5. The objective lens unit of claim 4, wherein the holder is integrally formed with at least one of the first lens section and the second lens section.

6. The objective lens unit of claim 1, wherein the second objective lens is fixed on the support section.

7. The objective lens unit of claim 1, wherein the support section further comprises an alignment member which aligns the second flange section with respect to the support section.

8. The objective lens unit of claim 7, wherein the alignment member comprises a mechanism which positions the second lens section with respect to an optical axis direction thereof and a direction orthogonal to the optical axis direction.

9. The objective lens unit of claim 1, wherein the first lens section and the second lens section are capable of respectively forming a spot-diameter different from each other.

10. The objective lens unit of claim 1, wherein the support section has a function of an aperture for the second lens section.

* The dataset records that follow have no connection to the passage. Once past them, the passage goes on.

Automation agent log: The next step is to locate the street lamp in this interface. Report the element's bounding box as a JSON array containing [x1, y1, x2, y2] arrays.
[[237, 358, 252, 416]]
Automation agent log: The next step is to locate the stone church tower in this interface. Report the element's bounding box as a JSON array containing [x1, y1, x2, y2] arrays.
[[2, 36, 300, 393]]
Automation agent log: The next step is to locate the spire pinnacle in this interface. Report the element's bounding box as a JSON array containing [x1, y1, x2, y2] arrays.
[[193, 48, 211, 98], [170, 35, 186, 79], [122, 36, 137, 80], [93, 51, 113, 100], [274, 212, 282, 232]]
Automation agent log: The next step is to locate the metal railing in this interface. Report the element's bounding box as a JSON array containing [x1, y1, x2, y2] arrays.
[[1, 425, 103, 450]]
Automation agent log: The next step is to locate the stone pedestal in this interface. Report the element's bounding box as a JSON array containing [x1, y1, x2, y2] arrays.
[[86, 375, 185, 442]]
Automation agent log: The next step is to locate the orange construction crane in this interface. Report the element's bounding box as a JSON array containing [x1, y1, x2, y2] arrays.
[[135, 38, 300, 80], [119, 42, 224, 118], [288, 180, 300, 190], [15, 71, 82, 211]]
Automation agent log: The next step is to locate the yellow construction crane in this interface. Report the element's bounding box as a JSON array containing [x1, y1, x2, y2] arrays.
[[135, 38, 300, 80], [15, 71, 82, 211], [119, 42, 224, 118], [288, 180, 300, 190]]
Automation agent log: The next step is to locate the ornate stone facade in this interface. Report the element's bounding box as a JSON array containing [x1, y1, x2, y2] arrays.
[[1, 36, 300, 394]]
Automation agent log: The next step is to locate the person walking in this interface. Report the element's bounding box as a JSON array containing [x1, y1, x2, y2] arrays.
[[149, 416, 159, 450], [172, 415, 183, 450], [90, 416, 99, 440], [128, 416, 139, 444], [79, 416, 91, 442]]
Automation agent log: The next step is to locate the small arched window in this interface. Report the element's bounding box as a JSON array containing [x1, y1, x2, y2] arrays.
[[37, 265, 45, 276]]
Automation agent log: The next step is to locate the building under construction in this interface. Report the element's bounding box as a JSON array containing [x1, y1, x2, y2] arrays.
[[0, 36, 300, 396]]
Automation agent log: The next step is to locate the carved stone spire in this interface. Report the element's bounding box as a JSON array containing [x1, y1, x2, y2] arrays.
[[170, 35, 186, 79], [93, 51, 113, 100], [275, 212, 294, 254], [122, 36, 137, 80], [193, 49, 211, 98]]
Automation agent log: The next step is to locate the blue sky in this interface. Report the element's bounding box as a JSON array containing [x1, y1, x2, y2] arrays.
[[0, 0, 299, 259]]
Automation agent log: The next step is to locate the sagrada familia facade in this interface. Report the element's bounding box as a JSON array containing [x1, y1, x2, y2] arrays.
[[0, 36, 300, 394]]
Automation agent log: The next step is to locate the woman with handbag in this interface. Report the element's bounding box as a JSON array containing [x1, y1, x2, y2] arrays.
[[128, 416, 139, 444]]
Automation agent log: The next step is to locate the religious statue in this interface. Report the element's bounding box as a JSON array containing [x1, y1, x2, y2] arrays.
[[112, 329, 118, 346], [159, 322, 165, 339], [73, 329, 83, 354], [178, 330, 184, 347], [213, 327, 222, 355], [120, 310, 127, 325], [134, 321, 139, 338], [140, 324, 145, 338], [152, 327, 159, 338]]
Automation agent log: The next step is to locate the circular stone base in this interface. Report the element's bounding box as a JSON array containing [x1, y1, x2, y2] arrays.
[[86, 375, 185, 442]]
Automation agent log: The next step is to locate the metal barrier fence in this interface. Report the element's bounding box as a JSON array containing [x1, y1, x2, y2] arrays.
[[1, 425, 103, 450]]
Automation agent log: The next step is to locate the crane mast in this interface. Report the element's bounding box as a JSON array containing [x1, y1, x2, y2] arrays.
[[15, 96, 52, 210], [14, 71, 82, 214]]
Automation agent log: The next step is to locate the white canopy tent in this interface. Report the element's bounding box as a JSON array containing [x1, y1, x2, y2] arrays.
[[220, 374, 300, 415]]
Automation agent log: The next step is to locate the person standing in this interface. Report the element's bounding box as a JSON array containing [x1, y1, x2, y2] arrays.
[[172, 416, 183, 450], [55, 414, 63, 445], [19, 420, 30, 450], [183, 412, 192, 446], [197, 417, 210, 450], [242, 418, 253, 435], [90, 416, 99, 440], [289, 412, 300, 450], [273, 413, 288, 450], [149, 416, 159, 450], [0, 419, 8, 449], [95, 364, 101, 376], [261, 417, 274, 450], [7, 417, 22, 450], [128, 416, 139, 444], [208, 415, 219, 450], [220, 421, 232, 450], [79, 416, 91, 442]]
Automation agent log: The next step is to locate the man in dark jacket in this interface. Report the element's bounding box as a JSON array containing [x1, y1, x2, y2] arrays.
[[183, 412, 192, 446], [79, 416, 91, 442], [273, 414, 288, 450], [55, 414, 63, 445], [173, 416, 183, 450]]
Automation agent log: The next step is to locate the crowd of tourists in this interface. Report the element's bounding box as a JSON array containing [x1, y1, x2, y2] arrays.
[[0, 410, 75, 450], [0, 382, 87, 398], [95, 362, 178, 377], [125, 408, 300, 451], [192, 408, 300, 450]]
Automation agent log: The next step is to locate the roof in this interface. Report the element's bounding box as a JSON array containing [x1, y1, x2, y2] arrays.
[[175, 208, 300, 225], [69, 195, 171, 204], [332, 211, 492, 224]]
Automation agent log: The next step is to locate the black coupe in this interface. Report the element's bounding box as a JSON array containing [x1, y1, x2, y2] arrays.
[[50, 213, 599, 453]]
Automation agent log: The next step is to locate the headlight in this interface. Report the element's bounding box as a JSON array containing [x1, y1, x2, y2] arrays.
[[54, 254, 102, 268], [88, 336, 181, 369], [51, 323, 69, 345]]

11. The objective lens unit of claim 1, wherein the second objective lens is formed with glass.

12. An objective lens unit for use in an optical pickup device comprising:

(a) a first member having a first lens section and a first flange section, which supports a periphery of the first lens section by being integrally formed with the first lens section; and

(b) a second member having a second lens section and a second flange section, which supports a periphery of the second lens section by being integrally formed with the second lens section,

wherein the first flange section supports the second member so that the second lens section adjoins the first lens section.

13. The objective lens unit of claim 12, wherein the first flange section supports a surface of the second flange section, the surface of which faces a light source.

14. The objective lens unit of claim 12, further comprising a holder which supports at least one of the first flange section and the second flange section.

15. The objective lens unit of claim 14, wherein the holder is integrally formed with at least one of the first lens section and the second lens section.

16. The objective lens of claim 12, wherein the second objective lens is fixed on the first flange section.

17. The objective lens unit of claim 12, wherein the first flange section further comprises an alignment member which aligns the second flange section with respect to the first flange section.

18. The objective lens unit of claim 17, wherein the alignment member comprises a mechanism which positions the second lens section with respect to an optical axis direction thereof and a direction orthogonal to the optical axis direction.

19. The objective lens unit of claim 12, wherein the first lens section is capable of forming a spot-diameter different from that of the second lens section.

20. The objective lens unit of claim 12, wherein the first flange section has a function of an aperture for the second lens section.

21. The objective lens unit of claim 12, wherein the second objective lens is formed with glass.

22. An image pickup device comprising:

(a) the objective lens unit of claim 1; and

(b) an optical device in which information is read from a first optical information recording medium, or information is written to the first optical information recording medium through the first lens section, and information is read from a second optical information recording medium, or information is written to the second optical information recording medium through the second lens section.

23. The image pickup device of claim 22, further comprising a drive device which displaces the first and second lens sections by driving the objective lens unit.